[2.] TEACHING AS A SUBVERSIVE ACTIVITY
But the educational revolution never happened & the equation calculated by Postman & Weingartner was denied its proof. Suddenly, in one of those quantum shifts that confound historical trends, to be Right was romantic. In Britain Margaret Thatcher happened; in the United States Ronald Reagan happened; that great geyser of legitimised greed that burst in the late ‘70s & engulfed the Western world in the ‘80s happened. And here we are now on the other side of it but with the ideological wreckage it left behind all around us still. Within government, within politics in general, we have been freed from the ties, the constraints, the ethical guidelines that once provided some sort of philosophical baseline that might in turn articulate policy. The natural corollary of such a willing abandonment of ideology in the pursuit of realpolitik is the kind of world upon which so recently Great Britain & the United States opened the door.

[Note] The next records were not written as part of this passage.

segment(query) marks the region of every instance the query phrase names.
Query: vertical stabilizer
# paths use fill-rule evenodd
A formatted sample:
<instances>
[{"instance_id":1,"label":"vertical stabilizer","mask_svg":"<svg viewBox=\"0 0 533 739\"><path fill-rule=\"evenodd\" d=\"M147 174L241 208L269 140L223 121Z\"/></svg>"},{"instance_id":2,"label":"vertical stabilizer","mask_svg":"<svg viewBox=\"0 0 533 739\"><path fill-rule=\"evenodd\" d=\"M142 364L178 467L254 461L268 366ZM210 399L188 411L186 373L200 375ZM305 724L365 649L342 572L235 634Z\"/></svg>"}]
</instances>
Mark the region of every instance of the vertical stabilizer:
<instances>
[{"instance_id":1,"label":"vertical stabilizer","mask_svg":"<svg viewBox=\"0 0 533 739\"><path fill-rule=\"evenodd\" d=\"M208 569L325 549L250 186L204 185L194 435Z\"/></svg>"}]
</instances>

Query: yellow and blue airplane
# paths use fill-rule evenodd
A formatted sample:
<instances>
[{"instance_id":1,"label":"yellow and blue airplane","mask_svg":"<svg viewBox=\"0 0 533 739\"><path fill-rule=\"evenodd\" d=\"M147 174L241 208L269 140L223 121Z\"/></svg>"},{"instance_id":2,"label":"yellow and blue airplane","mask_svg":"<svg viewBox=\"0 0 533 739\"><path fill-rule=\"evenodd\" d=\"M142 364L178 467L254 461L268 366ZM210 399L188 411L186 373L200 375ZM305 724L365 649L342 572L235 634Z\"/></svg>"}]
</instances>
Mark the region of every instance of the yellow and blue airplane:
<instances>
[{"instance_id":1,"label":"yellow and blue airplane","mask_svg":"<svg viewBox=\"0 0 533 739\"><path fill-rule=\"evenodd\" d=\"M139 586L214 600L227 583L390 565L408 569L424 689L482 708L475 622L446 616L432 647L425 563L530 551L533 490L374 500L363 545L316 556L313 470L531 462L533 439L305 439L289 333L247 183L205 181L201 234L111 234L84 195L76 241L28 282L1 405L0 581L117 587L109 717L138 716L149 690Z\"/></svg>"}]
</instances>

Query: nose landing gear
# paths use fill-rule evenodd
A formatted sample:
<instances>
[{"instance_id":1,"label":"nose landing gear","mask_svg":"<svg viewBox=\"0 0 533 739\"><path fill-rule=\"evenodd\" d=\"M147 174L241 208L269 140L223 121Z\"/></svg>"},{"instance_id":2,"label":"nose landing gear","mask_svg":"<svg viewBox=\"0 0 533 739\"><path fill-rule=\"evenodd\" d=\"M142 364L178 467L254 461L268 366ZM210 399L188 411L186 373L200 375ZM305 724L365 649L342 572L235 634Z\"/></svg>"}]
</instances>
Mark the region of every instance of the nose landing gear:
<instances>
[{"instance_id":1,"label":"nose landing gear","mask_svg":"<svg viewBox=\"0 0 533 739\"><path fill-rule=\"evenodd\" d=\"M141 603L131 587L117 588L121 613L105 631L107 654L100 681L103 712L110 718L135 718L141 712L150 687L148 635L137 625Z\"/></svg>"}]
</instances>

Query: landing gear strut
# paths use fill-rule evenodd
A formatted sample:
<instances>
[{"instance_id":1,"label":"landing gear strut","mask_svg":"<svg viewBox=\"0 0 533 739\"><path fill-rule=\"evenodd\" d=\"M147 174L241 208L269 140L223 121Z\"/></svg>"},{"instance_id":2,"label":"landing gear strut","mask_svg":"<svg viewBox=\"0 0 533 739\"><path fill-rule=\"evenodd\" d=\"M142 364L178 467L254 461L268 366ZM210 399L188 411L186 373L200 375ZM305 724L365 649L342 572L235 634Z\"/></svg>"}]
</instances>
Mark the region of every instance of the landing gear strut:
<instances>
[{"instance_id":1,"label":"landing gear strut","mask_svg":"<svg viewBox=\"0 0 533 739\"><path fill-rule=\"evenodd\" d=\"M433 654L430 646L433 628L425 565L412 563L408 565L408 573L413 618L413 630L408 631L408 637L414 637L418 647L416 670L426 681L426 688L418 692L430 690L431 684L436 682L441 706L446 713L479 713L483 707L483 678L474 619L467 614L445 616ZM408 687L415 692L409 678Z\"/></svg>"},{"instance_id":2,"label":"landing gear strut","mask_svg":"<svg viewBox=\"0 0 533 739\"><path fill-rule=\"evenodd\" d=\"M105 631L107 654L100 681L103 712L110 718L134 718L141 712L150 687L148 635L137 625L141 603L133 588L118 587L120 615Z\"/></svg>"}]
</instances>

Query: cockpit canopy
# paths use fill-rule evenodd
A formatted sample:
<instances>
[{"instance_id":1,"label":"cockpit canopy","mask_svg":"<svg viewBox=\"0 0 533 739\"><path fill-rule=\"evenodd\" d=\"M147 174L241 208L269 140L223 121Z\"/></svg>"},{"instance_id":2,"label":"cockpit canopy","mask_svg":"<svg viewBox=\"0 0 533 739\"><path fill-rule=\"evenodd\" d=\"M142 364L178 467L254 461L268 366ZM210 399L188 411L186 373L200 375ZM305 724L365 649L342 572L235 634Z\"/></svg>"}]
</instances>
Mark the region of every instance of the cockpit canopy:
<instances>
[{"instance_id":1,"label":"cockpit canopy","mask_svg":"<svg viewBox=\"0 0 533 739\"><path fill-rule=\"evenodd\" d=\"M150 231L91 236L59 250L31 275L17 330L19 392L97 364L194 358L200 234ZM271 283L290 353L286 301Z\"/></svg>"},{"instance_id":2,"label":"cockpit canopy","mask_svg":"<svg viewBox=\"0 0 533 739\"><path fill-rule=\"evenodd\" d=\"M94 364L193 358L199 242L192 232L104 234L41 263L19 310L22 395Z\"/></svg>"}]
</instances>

Depressed by the news once again & moved suddenly by a sense of what might have been, I took Teaching as a Subversive Activity down from the bookcase the other day. Flicking through the pages & then sitting down & re-reading more thoroughly, I was struck by the freshness & continuing validity of what had inspired me nearly 35 years earlier. Where Winston Smith in 1984 speculated that the only hope for a better world lay with the proles, Postman & Weingartner place their faith in the young & in Teaching as a Subversive Activity they ask of education that most fundamental of questions: What’s worth knowing?
…………………………………………………………………………………………………………………………………….
…………………………………………………………………………………………………………………………………….
From Teaching As A Subversive Activity
Thank God there are no free schools or printing… For learning has brought disobedience & heresy into the world, & printing has divulged them… God keep us from both.
SIR WILLIAM BERKELEY, Governor of Virginia, d. 1677
………………………………………………………………………..
The institution we call ‘school’ is what it is because we made it that way. If it is irrelevant, as Marshall McLuhan says; if it shields children from reality, as Norbert Wiener says; if it educates for obsolescence, as John Gardner says; if it does not develop intelligence, as Jerome Bruner says; if it is based on fear, as John Holt says; if it avoids the promotion of significant learnings, as Carl Rogers says; if it induces alienation, as Paul Goodman says; if it punishes creativity & independence, as Edgar Friedenberg says; if, in short, it is not doing what needs to be done, it can be changed; it must be changed.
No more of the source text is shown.